I got a nice 24 inch Dell flat panel monitor for work. Here's the good:
Re: installing drivers, I've messed around with screen cloning and dual screen before the xrandr 1.2 days and it was a pain. Well, when I got the monitor xrandr 1.2 was not yet released. Gentoo made it easy to upgrade the drivers. And when new betas were released and the tree wasn't updated it was 3 commands for me to update (cp the ebuild to the new version, ebuild digest and ebuild newversion).
Re: Beryl. I'd been growing quite accustomed to beryl, despite its dislike of java apps. When I'm in dual screen mode, the screen is too wide for accelerated X to work. According to Keith Packard this can be coded around (as is done for Macs/Windows drivers with the intel chipset). I'm not sure if the work is scheduled at the moment. But I much prefer dual screen to no beryl....

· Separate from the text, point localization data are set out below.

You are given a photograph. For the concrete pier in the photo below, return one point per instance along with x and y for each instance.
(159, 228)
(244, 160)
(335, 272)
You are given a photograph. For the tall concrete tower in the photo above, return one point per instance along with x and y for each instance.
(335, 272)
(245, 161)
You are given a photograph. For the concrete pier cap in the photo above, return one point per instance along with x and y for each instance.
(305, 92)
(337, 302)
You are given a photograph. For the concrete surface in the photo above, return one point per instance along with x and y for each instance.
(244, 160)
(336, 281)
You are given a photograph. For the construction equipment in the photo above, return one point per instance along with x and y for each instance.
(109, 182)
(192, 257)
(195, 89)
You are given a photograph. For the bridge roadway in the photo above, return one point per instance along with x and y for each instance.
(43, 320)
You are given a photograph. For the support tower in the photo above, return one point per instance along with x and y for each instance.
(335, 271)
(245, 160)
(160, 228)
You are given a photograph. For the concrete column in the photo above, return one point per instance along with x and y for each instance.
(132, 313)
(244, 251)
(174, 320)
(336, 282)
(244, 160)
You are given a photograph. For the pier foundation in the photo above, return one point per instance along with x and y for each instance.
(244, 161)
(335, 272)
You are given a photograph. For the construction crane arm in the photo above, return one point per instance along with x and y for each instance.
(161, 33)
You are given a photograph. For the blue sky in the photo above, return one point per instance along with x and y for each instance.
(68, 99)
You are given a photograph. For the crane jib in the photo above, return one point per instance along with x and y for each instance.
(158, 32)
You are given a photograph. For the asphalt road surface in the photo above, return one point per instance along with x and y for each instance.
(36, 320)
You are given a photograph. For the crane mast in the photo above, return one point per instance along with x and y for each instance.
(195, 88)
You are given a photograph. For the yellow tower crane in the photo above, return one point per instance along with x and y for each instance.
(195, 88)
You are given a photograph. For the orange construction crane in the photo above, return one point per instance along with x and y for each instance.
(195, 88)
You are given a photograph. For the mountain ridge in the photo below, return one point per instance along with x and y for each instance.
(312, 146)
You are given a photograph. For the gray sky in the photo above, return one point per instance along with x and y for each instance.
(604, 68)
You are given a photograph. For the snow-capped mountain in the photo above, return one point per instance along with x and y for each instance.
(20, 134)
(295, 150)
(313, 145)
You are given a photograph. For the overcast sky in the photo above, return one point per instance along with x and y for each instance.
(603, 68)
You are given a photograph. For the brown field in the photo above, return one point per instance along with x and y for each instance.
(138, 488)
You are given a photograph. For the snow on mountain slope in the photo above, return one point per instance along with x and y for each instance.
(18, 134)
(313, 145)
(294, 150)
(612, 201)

And now some notes showing how xrandr1.2 is (for people who want to give presos or whatnot):
With the 24 inch plugged into the vga port of my laptop, it automatically comes up in cloned mode (Though the virtual size of my laptop is the physical size of my vga monitor....).
To enable dual screen run a command like this:
xrandr --output LVDS --left-of VGA --auto
To turn off the VGA monitor:
xrandr --output VGA --off
To go back to "clone" mode:
xrandr --output VGA --auto
I've got two 17" monitors in a dual screen setup and beryl works fine. Is
it because your resolution is so ridiculously high on a 24" screen that GL
can't handle resolutions that high on the 24" screen alone?
Like I noted in the dual screen configuration the screen is too wide for
accelerated X. The virtual resolution is 3320x1200. This is with an intel
chipset.
Yes, it's the same chip [that's in the Macbook], so we just need to fix the driver. The solution here is to split the frame buffer into two pieces and manage them separately. That causes extra overhead when rendering as all operations must be translated, clipped and drawn twice. It's not a terribly difficult concept, it's just a lot of typing. Fixing DRI may be a bit more complicated as we'll have to expand the interface to describe the set of frame buffers. And, note that this solution cannot make the larger monitors work -- you still have a limit of 2048 pixels per monitor.